His song was loud, jubilant, and challenging. His orange eyes blazed. Who was he, I wondered? I made a quick diagram in my field notebook to try to capture the notes and rhythms of his song. I tried to sketch him. Though my drawing was a disappointing scrawl, I had noted enough information to be able to find him in a field guide. He was a male Spotted Towhee.

I decided to learn to draw birds, animals, and plants so that I could record what I saw in a more satisfying way. I found a book on drawing birds by John Muir Laws and learned that my nature notes were what many people call a nature journal. Nature journaling is observing nature and recording what you see using words, drawings, and numbers. Journaling has been an essential tool of scientists for hundreds of years, from the famous notebooks of Leonardo da Vinci to the observations Charles Darwin recorded in journals. In recent years Laws has started and inspired nature journal clubs around the country, including one starting here in Flagstaff.

As a child, Laws was frustrated in school because of his dyslexia, but he enjoyed outings in nature with his parents. On one of these outings, his attention was captivated by watching a friend of his mother, who was sitting on the ground drawing a plant. He followed her all afternoon as she went from plant to plant, drawing each one. He just knew he had to do this. On the next outing his mother presented him with his own journal. From then on, Laws filled his journal with drawings of lizards, squirrels, whatever he saw that interested him, even robots and racecars. But it was the process of drawing outside that opened-up the natural world to him and drew him in.

Scientific studies have shown connecting with nature can improve our mental, emotional, and physical health. That’s a common experience for people who take time to sketch in nature. Long-time nature journaler, Fran Manos, found that journaling changed her.

“As I observe nature and record what I see, I have come to love our natural world as never before,” said Manos. “It’s infinitely complex, and we are part of it, along with the smallest gnat or the most fragile wildflower. Every time I look closely, I find something amazing! I love nature journaling; it has become a part of my everyday life.”

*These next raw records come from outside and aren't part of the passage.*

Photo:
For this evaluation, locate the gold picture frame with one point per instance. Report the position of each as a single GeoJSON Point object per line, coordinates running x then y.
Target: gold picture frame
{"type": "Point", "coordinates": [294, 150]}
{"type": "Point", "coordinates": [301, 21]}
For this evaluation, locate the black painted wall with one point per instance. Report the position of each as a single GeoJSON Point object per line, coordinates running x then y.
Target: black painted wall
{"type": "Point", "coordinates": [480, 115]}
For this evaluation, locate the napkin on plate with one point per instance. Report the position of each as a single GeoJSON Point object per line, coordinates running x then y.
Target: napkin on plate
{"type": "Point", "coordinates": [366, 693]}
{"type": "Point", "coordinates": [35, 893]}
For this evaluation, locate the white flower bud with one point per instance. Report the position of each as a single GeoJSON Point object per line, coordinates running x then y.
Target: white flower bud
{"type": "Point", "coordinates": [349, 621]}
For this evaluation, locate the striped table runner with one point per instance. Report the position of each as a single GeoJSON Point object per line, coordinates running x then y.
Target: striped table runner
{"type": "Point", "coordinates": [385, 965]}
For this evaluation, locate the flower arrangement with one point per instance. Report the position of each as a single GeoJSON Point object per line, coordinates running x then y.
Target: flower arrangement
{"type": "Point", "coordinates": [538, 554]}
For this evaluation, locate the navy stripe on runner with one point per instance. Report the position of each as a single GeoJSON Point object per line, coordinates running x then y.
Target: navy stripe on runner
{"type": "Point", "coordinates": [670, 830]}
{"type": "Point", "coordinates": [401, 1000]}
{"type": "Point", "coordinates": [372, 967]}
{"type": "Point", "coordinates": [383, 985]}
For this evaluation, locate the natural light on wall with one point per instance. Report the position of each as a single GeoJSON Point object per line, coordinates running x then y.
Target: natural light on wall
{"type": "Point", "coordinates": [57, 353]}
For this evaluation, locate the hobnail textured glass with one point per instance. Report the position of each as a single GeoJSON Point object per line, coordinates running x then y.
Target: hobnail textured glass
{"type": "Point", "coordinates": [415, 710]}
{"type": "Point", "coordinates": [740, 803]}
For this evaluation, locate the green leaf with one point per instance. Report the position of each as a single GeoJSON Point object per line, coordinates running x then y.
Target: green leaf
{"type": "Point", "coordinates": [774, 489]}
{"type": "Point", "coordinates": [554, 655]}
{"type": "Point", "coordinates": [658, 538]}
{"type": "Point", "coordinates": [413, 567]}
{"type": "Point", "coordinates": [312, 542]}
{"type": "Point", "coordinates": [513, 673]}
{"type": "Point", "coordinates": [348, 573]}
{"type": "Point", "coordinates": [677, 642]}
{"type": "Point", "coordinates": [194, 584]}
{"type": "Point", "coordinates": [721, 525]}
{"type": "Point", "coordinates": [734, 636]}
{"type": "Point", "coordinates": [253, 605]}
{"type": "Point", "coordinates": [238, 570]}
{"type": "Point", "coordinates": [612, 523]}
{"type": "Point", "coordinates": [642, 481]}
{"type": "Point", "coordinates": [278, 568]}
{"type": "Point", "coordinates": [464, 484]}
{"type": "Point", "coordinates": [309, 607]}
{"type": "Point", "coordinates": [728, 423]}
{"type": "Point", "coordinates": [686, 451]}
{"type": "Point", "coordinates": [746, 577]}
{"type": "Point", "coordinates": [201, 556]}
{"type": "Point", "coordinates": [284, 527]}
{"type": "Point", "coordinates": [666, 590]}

Nature journaling has become part of my life as well. Years have passed since I tried to draw the Spotted Towhee. I’ve learned that to make an accurate drawing, I must look closely and notice details. The more I look, the more the natural world opens to me and the deeper a connection I feel to nature, from dandelions to the stars in the night sky to my fellow human beings. As the poet Mary Oliver wrote, “Attention is the beginning of devotion.”

I want to help bring other people closer to nature, so I’m starting a Nature Journal Club. The first meeting is Saturday June 11 from 1:30 to 3:30 pm at the Museum of Northern Arizona Discovery Village. Nature journaling is a great activity for families, elders, teenagers – everyone. You don’t need to be able to draw. Just come see what this activity is all about and what it can do for you.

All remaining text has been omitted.